One of the biggest challenges is how to arrange the tiny wires and connections inside these chips. In the past, most of the connections and wires were placed on top of the chip. But as space runs out, engineers are now using the backside of the chip, too. This is called “Backside Power Delivery” or “Backside Contact Structure.” It’s a new way to add more wires and connections without making the chip bigger.
The market for these advanced chips is huge. Tech giants like Apple, Samsung, Intel, and TSMC are all racing to use these new methods. They want to make their chips smaller, faster, and cheaper. If you can make a chip that uses less energy, runs cooler, and fits in a smaller space, you have a big advantage. That’s why inventions like the one we’re talking about today are so important.
To sum up, the world needs better, smaller, and more reliable chips. The move to use the backside of chips for connections is one of the biggest trends in the industry right now. This patent application shows a new way to solve some of the toughest problems that come up when you try to do this.
Scientific Rationale and Prior Art
To really understand this invention, we need to talk about how chips are built and what problems engineers face.
Inside a chip, you’ll find layers of materials. Some carry electricity (conductors), some block it (insulators), and some do both depending on how you treat them (semiconductors). The transistors—the tiny switches—are made by stacking and shaping these materials in very precise ways.
In older chips, all the wiring was on the top. But as more transistors were squeezed in, there wasn’t enough space. That led to longer wires, which slowed things down and wasted energy. Imagine if your house had all the electrical wiring running through just one floor, even for the top rooms—it wouldn’t work very well. So, engineers started using the backside of the chip for some of the connections, especially for power and ground lines.
But using the backside isn’t as simple as flipping the chip over. You have to make tiny “vias” (vertical wires) that pass through the chip to reach the backside. These vias must be carefully placed and insulated, or else they might connect to the wrong part and cause a short circuit or leakage current—where electricity sneaks through places it shouldn’t. This can cause errors, heat, or even chip failure.
Before this invention, other engineers tried different ways to protect these vias. Some used extra layers of insulators. Some changed the shape or material of the vias. Others made wider spaces between wires, but that eats up valuable chip space.
Another big step in chip design was the “Gate-All-Around” (GAA) transistor. This design wraps the control gate all the way around the channel where electricity flows, making it easier to control and less likely to make mistakes. But GAA designs are even more sensitive to layout problems, especially when you start connecting power from the backside.

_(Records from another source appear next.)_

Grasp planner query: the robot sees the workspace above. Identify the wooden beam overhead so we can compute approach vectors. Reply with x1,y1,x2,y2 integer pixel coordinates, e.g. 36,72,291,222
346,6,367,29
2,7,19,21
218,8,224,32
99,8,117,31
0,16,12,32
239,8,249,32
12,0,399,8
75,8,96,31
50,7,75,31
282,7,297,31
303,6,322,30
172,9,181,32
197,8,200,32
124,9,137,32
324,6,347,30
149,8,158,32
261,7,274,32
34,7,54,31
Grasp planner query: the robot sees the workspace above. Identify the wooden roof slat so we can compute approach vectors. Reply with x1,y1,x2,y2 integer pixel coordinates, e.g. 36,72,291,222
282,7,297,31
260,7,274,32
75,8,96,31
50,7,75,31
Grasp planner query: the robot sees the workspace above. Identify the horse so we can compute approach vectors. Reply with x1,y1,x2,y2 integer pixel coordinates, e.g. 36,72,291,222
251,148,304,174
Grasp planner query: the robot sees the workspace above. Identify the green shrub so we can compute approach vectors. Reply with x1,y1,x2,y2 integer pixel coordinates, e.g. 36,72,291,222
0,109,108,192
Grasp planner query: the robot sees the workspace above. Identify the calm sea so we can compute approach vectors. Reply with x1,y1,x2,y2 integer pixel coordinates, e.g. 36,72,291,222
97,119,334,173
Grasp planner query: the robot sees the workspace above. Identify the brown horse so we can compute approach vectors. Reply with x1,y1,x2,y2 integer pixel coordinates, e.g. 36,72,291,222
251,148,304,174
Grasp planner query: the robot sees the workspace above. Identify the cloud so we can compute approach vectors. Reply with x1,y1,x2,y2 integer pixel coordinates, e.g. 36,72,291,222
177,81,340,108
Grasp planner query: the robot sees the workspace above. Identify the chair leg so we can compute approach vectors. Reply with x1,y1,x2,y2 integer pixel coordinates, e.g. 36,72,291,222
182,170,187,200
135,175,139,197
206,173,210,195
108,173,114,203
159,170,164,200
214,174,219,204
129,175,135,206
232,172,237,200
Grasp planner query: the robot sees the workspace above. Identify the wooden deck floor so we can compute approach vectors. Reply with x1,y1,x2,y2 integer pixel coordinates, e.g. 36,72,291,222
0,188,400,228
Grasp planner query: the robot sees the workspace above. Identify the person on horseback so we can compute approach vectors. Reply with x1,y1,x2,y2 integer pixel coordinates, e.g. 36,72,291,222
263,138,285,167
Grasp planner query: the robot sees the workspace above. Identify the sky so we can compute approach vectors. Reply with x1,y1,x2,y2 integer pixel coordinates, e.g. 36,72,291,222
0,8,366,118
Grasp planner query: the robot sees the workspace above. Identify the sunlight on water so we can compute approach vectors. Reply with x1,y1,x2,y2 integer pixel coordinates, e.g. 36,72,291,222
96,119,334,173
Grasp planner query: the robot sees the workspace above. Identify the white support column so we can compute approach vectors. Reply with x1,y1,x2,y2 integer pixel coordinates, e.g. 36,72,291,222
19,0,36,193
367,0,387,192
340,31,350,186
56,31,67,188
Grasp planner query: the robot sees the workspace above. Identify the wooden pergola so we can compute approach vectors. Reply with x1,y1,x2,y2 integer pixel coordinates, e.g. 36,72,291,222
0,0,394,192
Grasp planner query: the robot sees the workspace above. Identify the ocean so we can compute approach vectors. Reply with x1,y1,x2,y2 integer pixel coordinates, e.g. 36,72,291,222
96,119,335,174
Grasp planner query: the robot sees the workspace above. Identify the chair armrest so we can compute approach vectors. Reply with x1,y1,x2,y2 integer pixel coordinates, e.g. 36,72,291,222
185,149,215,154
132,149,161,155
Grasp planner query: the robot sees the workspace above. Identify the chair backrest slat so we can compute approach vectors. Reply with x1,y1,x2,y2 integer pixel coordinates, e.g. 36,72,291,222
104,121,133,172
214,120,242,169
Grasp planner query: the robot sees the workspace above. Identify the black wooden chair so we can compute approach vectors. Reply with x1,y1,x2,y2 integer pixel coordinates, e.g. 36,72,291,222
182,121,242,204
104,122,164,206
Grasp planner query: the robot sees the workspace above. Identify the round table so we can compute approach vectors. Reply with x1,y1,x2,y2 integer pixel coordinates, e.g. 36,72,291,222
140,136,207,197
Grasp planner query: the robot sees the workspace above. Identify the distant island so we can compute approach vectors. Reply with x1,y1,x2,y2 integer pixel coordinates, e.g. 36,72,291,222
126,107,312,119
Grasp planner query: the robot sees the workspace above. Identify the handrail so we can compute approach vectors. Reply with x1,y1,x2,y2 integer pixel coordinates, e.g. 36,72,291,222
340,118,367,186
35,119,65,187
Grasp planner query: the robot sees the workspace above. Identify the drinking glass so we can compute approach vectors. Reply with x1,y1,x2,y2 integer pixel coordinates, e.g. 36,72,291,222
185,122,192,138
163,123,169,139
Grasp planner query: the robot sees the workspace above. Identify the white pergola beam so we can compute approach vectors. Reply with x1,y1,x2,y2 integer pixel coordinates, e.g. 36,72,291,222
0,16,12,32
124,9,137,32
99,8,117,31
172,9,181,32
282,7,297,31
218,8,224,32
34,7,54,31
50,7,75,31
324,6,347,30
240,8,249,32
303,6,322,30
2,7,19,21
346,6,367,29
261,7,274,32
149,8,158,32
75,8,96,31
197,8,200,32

Prior solutions often had trade-offs. They might work, but only if you made the chip bigger, or they were hard to manufacture, or they didn’t fully stop leakage currents. Some designs used extra thick insulation, but that slowed down signals or made the chip too tall. Others could leak during manufacturing, damaging sensitive areas inside the chip.
In summary, the key problems are: how do you add backside connections without causing shorts or leakage, and how do you keep the chip small and fast? Past solutions didn’t get it quite right. That’s where this new invention comes in.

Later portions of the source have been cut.